Mars is pretty hardcore when you consider the fact that its wide expanses of reddish dust hide a dragon’s hoard of rare metals beneath the surface. Now new research might actually have an explanation of why the Red Planet rocks so hard.
In a universe of hypotheses that has explored everything from extraterrestrial plate tectonics to primordial oceans, scientists have lately been gravitating toward the possibility of a massive asteroid collision, aka the “single impact hypothesis." Scientists Ramon Brasser and Steven Mojzsis have used this hypothesis to shed more light on the Martian landscape, minerals, and moons in a paper recently published in Geophysical Research Letters.
"We showed in this paper—that from dynamics and from geochemistry — that we could explain these three unique features of Mars," said Mojzsis.
In a solar system that was still relatively young, an object around the size of dwarf planet Ceres (which resides in the asteroid belt Mars is thought by some to have originated from) crashed into Mars. The collision shredded the planet’s northern hemisphere and left massive deposits of metallic elements, and the debris it left in its wake was eventually shaped into Martian moons Phobos and Deimos. Phobos is thought to be on a collision course with Mars itself in several million years.
After examining samples of meteorites that had hit Earth, Mojzsis and Brasser noted the rare metal content (think elements like iridium, osmium, and platinum) significantly exceeded their expectations. Such asteroids have pummeled Mars numerous times, which led to the estimate that its rare metal content accounts for about 0.8% of its mass. That doesn’t sound like much until you realize the mass of Mars is a staggering 1.409 lb x 10 to the 24th power. Now just try to fathom how much metal is in eight thousandths of that.

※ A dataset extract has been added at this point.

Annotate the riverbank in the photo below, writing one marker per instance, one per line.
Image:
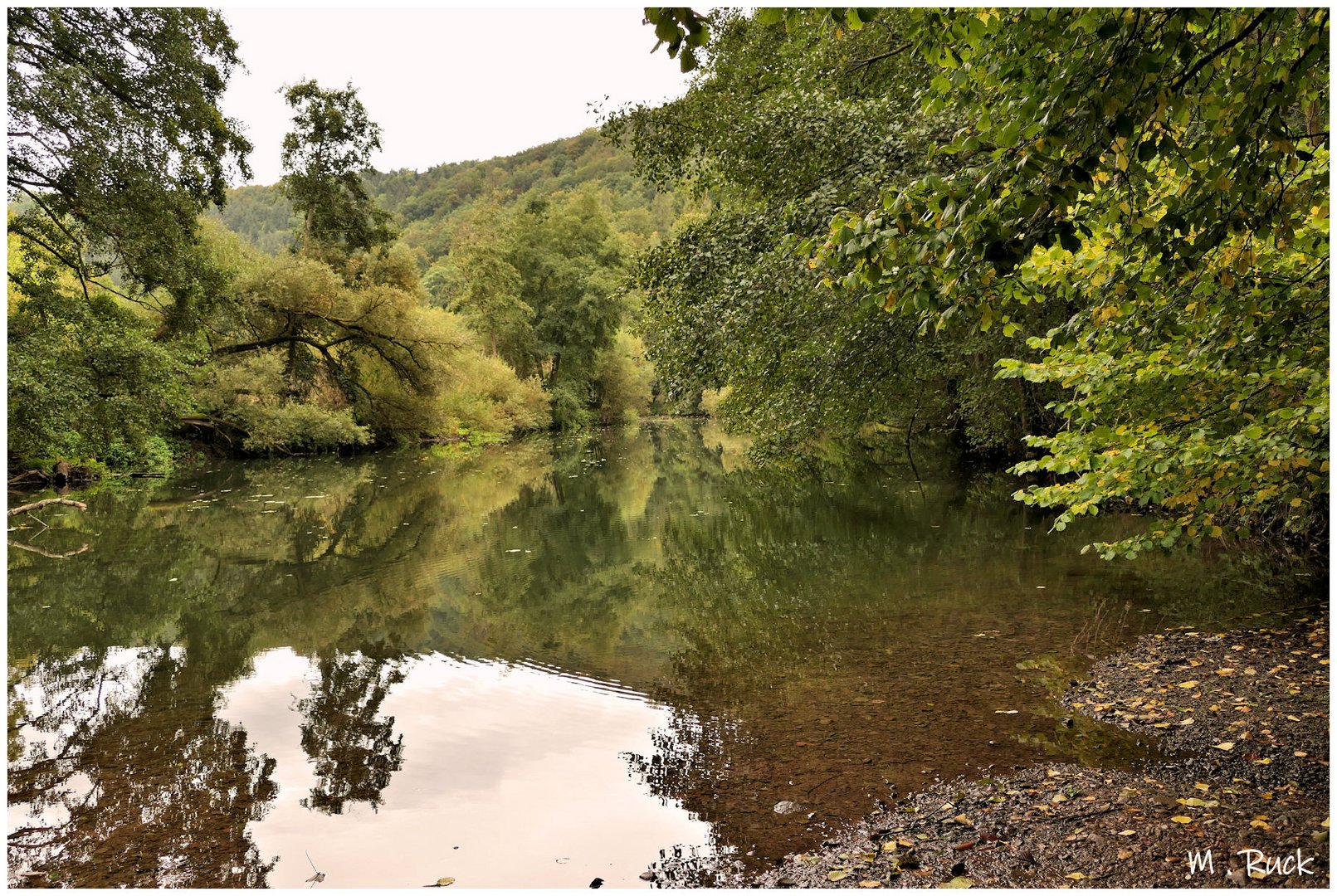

When the scientists simulated asteroid collisions to approximate the size of the celestial beast that bashed Mars, they found it to be gargantuan. Imagine something 745 miles across (around the length of California) body-slamming Mars 4.43 billion years ago. Mojzsis and Brasser believe that the areas of the planet that were Martian rock and those made of asteroid material were distinguishable in the aftermath of the impact. They were eventually blurred together by wind and erosion among other surface phenomena. Asteroids kept coming after that, but nothing so immense.
Mars also has an abundance of siderophile elements (which bond with iron) deep in its mantle. While it isn’t exactly Iron Maiden, that in itself is really metal.